2,600 students well over 1,800 capacity; three-year wait for
Christopher High School to open
Gilroy – Gilroy High School’s stretch marks are definitely showing.

With an enrollment hovering above 2,600, it’s obvious the 10th Street school has far outgrown its original design capacity of 1,800. By the time the new high school opens in three years, teens will be spilling out of the already squeezed-tight facility.

These days Gilroy High is mainly a field of portables, the Band-Aid applied to deal with the burgeoning population. And in the fall two more were added.

Steve Brinkman, Gilroy Unified School District assistant superintendent, said he hopes they can hold tight and stop at two portables, but either way he knows Gilroy High is going to be extremely cramped when Christopher High opens its doors.

“But we’re going to try and tough it out until 2009,” he said.

A few changes, such as moving the Associated Student Body into the new student center and a new program at Gavilan College wherein high school students attend the community college full-time, will free up some classroom space.

Still, the school will continue to grow while the community waits out the construction of the two-story Christopher High. That the campus is crowded during lunch is apparent but does that jam-packed environment seep into the classroom and have a negative impact on education?

Sal Tomasello doesn’t think so.

“Personally I didn’t see it having an impact,” the Ascencion Solorsano Middle School principal said. “The quality of education is impacted by the classroom teacher. I think it comes down to the adults on campus and how they address the needs of the kids. What happens outside the classroom, in terms of the overcrowdedness, I’m sure there are some students who get lost in the shuffle.”

Tomasello, who spent 25 years at Gilroy High as a teacher and administrator, experienced the high school’s growth spurts first-hand. He was there when the new school opened in the 1970s, moved from its former location where South Valley Middle School now stands. He remembers when they added a building on a campus that was considered non-permanent – it’s still there.

But Tomasello does think the lunch issue needs to be addressed.
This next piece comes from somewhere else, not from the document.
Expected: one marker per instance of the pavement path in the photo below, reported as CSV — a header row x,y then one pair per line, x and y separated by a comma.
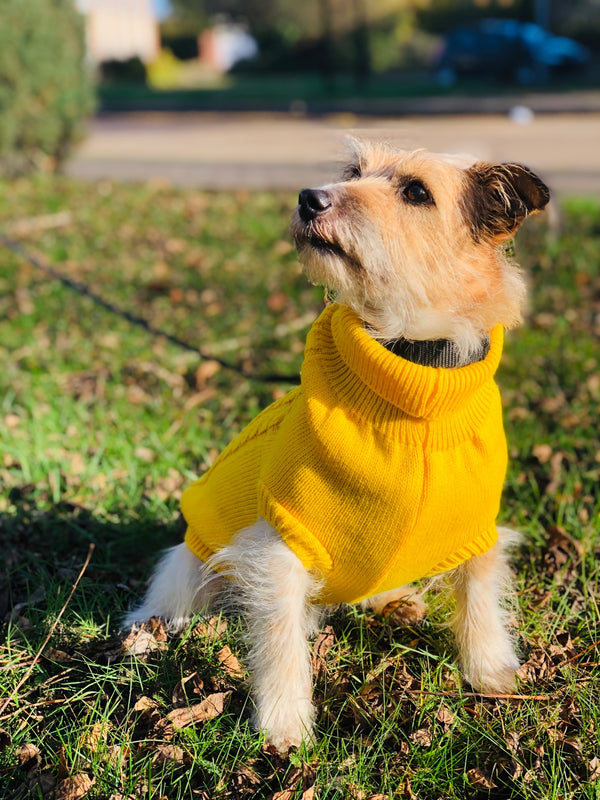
x,y
282,151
“My personal philosophy is I always believed there needed to be multiple lunches to be able to feed all students in timely manner,” he said.

He pushed for the change during his tenure at GHS. He even visited Morgan Hill’s Live Oak High School to witness the success of their double-lunch program. Split lunches not only ensure the children are all fed, but they also help with disciplinary matters, Tomasello said.
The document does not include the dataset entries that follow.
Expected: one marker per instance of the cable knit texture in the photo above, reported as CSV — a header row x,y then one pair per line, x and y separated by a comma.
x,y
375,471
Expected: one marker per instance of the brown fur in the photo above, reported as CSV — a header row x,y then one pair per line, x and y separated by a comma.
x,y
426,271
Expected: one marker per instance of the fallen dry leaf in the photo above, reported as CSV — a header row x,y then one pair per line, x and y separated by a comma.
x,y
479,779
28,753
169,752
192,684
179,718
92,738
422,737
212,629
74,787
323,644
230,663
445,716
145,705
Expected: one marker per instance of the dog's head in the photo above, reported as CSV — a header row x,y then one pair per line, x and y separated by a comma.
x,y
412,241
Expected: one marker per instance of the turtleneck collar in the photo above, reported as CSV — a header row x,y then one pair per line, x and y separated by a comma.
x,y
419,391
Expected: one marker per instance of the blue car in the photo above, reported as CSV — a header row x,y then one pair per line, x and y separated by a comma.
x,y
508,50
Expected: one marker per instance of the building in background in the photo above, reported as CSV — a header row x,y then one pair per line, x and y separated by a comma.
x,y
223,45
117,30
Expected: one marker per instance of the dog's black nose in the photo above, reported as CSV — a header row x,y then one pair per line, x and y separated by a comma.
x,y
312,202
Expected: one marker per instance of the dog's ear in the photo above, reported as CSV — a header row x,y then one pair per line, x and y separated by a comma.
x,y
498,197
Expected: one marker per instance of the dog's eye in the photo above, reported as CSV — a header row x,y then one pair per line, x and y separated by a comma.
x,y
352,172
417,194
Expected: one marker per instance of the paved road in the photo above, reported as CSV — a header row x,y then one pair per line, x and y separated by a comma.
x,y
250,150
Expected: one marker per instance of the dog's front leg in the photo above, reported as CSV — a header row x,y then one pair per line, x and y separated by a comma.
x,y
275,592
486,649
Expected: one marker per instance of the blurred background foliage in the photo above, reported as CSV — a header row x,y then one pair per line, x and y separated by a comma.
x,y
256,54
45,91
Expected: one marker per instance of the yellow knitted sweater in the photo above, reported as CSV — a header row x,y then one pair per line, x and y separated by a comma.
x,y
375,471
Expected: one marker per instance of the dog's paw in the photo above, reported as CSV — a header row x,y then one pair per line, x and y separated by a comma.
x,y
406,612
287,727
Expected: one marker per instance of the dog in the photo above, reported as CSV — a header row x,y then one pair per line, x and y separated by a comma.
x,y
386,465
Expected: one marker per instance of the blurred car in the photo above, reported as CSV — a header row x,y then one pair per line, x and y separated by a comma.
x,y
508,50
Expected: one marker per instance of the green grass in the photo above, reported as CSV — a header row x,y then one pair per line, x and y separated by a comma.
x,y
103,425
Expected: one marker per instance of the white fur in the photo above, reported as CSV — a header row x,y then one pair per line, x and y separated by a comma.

All three of the district’s middle schools have multiple lunch-hours, giving administrators more room for discipline and allows them to split up students who are causing problems.

Christopher High will sit on a 40-acre plot of land in the northwest side of Gilroy and will be constructed by the Fremont-based firm Bunton Clifford and Associates, Inc. Construction for the first phase of the school, which will house 900 students, is expected to cost $47 million and will be funded by Measure I, the $60 million bond approved by voters in 2002.

The new high school will eventually cap out at 1,800 and will include athletic fields, an aquatics center and a practice football field. The district is not yet sure if students will be phased in by grade, following the lead of Sobrato High in Morgan Hill, which started off with freshmen and Solorsano which began with sixth-graders.